Actor Benedict Cumberbatch was pretty much ubiquitous throughout the 2013 calendar with much ballyhooed roles in films as varied as Star Trek Into Darkness, The Fifth Estate and a trio of films currently in release – 12 Years a Slave, August: Osage County, The Hobbit: The Desolation of Smaug (it’s but his voice that appears in the later, but it’s instantly distinctive) – and his healthy employment appears to continue throughout the new year.
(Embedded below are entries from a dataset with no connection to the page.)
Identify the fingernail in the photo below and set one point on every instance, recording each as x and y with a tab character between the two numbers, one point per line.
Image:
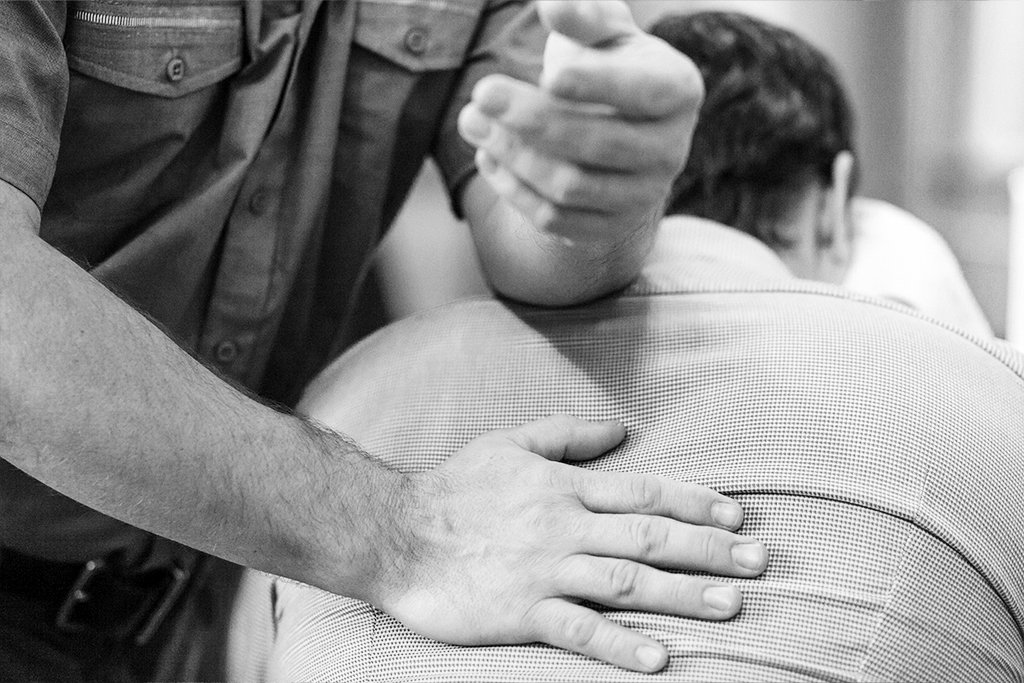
650	657
474	125
727	514
750	555
723	598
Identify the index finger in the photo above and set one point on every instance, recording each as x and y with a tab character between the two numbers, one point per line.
588	23
647	494
642	77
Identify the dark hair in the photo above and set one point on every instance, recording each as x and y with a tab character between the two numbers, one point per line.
773	119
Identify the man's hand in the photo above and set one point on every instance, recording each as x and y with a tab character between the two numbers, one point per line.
590	153
504	546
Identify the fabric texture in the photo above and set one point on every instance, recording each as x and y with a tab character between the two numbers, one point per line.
877	453
227	168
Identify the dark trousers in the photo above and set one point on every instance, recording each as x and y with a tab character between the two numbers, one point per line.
188	645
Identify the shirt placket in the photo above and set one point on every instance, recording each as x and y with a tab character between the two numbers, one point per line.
238	309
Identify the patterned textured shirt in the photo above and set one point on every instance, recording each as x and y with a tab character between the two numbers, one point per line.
878	454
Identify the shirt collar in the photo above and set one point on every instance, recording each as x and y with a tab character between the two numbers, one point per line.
694	254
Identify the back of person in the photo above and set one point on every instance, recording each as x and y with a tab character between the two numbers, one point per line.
877	454
773	155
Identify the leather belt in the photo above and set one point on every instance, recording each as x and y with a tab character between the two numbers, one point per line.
102	596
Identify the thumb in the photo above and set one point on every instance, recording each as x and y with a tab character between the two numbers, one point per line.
564	437
590	23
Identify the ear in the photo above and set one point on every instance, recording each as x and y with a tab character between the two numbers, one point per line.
836	223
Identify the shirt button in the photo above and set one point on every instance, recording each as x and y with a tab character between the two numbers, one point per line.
258	202
416	40
225	351
175	70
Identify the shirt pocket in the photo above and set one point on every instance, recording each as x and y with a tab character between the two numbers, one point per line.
166	49
418	35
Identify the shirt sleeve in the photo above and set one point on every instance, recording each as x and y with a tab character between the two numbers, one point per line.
510	40
33	93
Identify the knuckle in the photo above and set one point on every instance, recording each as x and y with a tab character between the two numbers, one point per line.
580	631
646	495
566	185
649	535
624	580
707	550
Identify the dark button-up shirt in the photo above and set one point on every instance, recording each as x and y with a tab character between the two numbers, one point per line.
227	168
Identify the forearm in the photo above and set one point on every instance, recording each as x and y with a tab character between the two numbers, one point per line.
544	268
98	403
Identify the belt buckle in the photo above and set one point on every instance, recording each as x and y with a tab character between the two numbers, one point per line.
78	595
150	614
179	577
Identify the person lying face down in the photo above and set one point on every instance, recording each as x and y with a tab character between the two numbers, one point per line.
876	453
773	156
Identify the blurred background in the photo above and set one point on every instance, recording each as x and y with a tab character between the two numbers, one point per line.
938	90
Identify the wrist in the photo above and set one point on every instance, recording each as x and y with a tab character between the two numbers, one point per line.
348	534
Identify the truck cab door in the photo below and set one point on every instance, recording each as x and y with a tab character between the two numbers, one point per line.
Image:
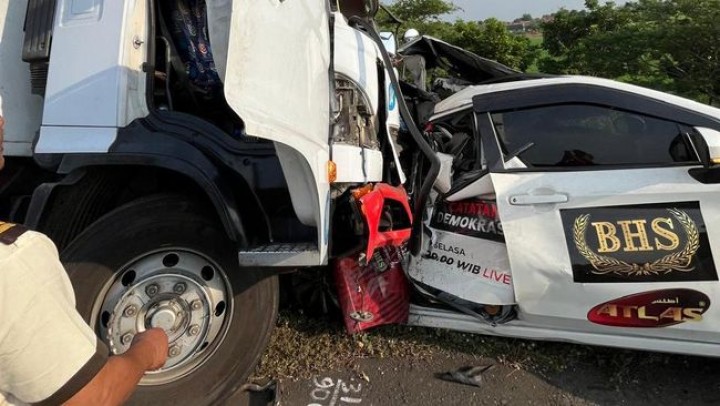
277	79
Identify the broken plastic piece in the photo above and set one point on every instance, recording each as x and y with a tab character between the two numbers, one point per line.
466	375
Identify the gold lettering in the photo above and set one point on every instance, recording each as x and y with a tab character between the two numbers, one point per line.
674	313
692	314
643	316
640	234
610	310
606	234
665	233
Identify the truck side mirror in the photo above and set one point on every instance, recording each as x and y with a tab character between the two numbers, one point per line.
707	142
389	42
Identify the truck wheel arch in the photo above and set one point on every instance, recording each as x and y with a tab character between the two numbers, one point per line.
88	171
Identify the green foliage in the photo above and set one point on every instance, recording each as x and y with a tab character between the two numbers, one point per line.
671	45
489	39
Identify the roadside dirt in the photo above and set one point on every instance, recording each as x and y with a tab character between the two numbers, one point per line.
318	364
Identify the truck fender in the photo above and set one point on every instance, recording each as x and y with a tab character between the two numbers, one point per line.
156	150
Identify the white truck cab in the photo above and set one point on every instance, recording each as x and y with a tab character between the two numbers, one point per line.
182	202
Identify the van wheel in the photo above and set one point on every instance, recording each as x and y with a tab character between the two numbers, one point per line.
163	262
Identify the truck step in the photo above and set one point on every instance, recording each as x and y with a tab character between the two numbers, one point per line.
289	254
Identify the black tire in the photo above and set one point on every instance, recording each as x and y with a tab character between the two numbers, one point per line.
95	257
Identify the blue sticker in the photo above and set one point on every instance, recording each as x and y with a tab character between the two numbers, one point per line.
392	97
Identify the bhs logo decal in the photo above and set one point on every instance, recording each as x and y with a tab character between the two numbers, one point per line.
644	243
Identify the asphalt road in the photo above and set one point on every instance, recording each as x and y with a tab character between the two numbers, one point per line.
373	381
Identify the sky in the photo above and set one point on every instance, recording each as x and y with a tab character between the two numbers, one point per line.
508	10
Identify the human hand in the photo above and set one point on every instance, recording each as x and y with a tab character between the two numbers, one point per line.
150	347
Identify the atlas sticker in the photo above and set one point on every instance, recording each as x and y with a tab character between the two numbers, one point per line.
644	243
473	218
659	308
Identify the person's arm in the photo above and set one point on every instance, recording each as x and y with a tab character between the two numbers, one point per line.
117	380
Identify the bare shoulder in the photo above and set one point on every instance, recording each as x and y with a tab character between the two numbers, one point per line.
10	232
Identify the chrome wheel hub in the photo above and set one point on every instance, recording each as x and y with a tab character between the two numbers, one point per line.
179	291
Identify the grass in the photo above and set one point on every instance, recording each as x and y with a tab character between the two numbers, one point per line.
302	347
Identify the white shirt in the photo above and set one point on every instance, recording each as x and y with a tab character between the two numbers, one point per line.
47	351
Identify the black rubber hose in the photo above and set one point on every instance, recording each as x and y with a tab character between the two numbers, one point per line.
425	147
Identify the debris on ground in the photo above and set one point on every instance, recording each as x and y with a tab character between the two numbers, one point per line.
468	375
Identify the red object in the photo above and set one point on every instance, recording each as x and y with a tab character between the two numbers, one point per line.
658	308
375	294
372	205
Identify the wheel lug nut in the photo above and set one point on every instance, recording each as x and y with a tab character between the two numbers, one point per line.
152	290
126	338
130	311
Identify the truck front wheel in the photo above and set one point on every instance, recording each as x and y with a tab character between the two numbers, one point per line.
163	262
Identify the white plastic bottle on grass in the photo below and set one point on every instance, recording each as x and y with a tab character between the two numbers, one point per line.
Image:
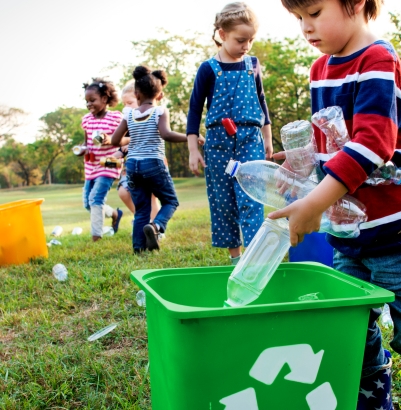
60	272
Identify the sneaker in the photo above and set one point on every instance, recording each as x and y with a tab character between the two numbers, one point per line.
375	390
152	236
116	221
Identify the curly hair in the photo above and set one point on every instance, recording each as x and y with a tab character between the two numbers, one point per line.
149	83
103	88
232	15
372	7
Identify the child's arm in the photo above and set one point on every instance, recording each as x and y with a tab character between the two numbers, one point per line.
267	135
305	214
165	130
119	134
195	157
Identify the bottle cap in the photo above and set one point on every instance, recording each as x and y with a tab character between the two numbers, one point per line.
232	167
296	134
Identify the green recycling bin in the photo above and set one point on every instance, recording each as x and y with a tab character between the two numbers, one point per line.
298	346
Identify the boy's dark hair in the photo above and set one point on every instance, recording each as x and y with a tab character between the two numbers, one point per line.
372	7
103	88
149	83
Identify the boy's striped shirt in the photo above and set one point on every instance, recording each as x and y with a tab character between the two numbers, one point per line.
367	86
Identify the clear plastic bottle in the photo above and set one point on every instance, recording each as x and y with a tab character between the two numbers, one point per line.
385	318
141	298
60	272
270	184
259	262
331	122
57	231
300	147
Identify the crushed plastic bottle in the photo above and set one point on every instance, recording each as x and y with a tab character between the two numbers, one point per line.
331	122
300	147
141	298
270	184
60	272
57	231
108	231
102	332
258	263
385	317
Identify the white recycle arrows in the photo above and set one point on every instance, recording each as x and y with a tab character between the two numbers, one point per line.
245	399
304	364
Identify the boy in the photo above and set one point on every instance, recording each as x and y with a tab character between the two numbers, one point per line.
361	75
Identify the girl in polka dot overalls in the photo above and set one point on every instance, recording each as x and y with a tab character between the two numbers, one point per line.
231	84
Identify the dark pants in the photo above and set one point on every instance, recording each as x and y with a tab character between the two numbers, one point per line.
146	177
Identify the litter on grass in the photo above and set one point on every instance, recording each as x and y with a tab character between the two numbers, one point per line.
102	332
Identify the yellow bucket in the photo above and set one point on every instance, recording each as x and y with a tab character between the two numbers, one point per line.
22	235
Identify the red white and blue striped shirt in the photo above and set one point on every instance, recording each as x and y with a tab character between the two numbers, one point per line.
367	86
107	125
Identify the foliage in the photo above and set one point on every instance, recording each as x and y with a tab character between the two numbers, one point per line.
285	67
10	120
22	159
396	36
179	56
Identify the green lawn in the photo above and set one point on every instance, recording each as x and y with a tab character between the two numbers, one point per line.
46	361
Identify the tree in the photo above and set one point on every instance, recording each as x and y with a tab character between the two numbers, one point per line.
396	36
285	66
10	120
61	130
22	158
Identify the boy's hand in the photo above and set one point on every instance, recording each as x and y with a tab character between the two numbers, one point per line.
302	219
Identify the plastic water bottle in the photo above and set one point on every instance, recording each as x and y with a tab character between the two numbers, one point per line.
259	262
270	184
331	122
57	231
385	318
300	147
76	231
141	298
60	272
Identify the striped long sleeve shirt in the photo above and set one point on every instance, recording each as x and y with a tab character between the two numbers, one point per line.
367	86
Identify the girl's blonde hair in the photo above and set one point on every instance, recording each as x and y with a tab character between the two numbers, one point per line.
232	15
372	7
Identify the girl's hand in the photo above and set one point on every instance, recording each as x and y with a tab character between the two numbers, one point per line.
302	217
195	157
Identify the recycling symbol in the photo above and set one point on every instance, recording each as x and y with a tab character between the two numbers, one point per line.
304	365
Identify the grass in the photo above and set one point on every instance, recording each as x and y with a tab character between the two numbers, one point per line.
46	361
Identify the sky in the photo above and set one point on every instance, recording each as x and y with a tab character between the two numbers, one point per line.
49	48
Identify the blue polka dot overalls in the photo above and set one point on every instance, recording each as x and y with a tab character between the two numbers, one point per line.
232	211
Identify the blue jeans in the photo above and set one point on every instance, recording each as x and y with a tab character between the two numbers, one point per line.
383	271
146	177
95	191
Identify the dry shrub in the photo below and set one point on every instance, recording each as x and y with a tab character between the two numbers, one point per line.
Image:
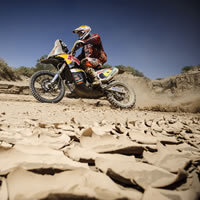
7	73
One of the most intriguing films Cumberbatch has in the works may just be The Imitation Game, a British period biographical drama set to come out sometime in 2014. The film tells the true life story of mathematician Alan Turing. Turing, a pioneer of computer science, helped crack the Enigma code during World War II and developed the Turing Machine, which has been considered a model for the all purpose computer. We may all owe a debt to his work for our collective online-obsessed modern lifestyle. Adding heft to the story was the very real and sad circumstances regarding Turing’s personal life. He was a gay man, for which he was prosecuted and convicted in 1952, and was given a choice between imprisonment and castration. He committed suicide at the age of 41. In May of 2012 a bill was set in motion to posthumously pardon Turing, which was signed into effect on December 24, 2013 and immediately taken into effect.
The above first image was tweeted out by the film’s official Twitter in celebration of Turing’s pardon.
In honor of today’s Royal Pardon, please find the first still released from the upcoming film, The Imitation Game. pic.twitter.com/qdJFHSAYj2
— The Imitation Game (@tigmovie) December 24, 2013
The Imitation Game was directed by Morten Tyldum (Headhunters) from a script by Graham Moore. Keira Knightley, Matthew Goode and Mark Strong co-star. The film is slated for release some time in 2014.